I’m getting ready to hit the road for Washington DC for the Cherry Blossom 10 mile race and let me tell you, packing for an out of town race is much harder than you’d think! And this is just for a running race, I can’t even imagine how hard it’s going to be when I have to pack for my triathlon in June. My list will be as long as the swim! 😉 (you know… ‘I have a list a mile long!) Right, if you have to explain a joke it’s not funny…

Ok so anyway, back to why I am especially paranoid about packing….You see, I am about as type-A and organized as it gets. My closet is color coordinated by style. I carry a notepad around with more lists than you’d even believe. I sometimes write out my schedule to the minute (7:22 leave for the bus)… so you would think that I would never overlook something very important on race day. But alas, I guess I am not perfect after all!

So let’s go back to my first half marathon in November. I trained hard for months and months. Everything was looking good, the training done, the registration complete, the hotel and dinner reservations made. Great! I packed up everything I would need from my apartment, spent the night at my parents house and off we went. Great expo, great dinner, bed by 8:30.

Then I woke up in the middle of the night with the worst feeling in the world: I forgot something. So of course I got up to double check everything. I had my clothes, shoes, socks, garmin, bread, pb, gu, race number. Oh crap, I forgot a knife. I guess I’ll just have to spread the peanut butter with my finger. Not the end of the world. I still have a nagging feeling something is wrong but it must just be the knife. Go back to sleep.

Then the next morning I am eating my pre-race meal and starting to get ready. Wait, where is my sports bra? Oh no, oh no, no, no, no, no, no! This is not happening. Now everyone who knows me knows that there is no way I could possibly get away with no sports bra or just that little shelf thing in my running tank. No way. I started to panick but had to get going so I could get to the start line in time! Well, lacy pink underwire bra, looks like it’s just you and me.

I did have the tank with the built in bra and since it was cold, lots of other layers which helped keep everything in place. Honestly I didn’t even notice it the entire race.

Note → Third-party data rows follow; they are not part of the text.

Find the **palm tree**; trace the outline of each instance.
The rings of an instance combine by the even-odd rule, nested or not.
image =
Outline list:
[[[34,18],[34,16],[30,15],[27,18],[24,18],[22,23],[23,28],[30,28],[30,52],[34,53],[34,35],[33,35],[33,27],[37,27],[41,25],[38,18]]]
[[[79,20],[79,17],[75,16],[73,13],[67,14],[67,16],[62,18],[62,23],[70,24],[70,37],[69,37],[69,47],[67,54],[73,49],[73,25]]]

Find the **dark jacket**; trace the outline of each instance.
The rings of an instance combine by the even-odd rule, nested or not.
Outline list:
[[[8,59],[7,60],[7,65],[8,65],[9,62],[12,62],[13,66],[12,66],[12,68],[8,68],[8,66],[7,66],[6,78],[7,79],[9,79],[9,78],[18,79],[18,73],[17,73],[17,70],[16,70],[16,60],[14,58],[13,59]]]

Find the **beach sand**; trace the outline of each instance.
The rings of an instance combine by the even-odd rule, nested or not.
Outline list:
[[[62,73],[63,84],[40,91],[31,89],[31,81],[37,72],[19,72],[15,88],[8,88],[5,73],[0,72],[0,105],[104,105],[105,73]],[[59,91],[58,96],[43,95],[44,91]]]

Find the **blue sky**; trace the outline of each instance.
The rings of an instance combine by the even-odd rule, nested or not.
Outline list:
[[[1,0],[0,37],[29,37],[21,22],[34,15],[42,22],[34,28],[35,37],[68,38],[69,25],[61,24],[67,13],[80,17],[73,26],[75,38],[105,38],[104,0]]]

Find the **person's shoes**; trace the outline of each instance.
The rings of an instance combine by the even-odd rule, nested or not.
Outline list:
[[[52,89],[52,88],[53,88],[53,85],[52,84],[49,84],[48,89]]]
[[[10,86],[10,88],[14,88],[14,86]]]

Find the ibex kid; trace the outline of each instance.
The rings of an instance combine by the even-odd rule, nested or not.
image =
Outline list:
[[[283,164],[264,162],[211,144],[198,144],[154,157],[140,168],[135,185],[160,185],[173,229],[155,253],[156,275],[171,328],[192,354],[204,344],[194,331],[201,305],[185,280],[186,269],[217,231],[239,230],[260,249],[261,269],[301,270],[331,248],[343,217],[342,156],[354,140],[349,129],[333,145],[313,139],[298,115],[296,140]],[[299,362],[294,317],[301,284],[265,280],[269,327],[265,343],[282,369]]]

Then, I got in the shower. HOLY CHAFING! I actually screamed. I don’t know if I have ever been in so much pain. But you know what, it didn’t matter, I still had one of the best days and races of my life. And I had a great story to tell. Whenever someone complains about anything dumb, ” I can say “Well, once I ran 13.1 miles in a regular bra. Beat that.”

So, moral of the story: Check everything at least 87 times. I did. And I packed 2 sports bras, and am wearing one now, just in case.

Ok, running 10 miles tomorrow. Wish me luck!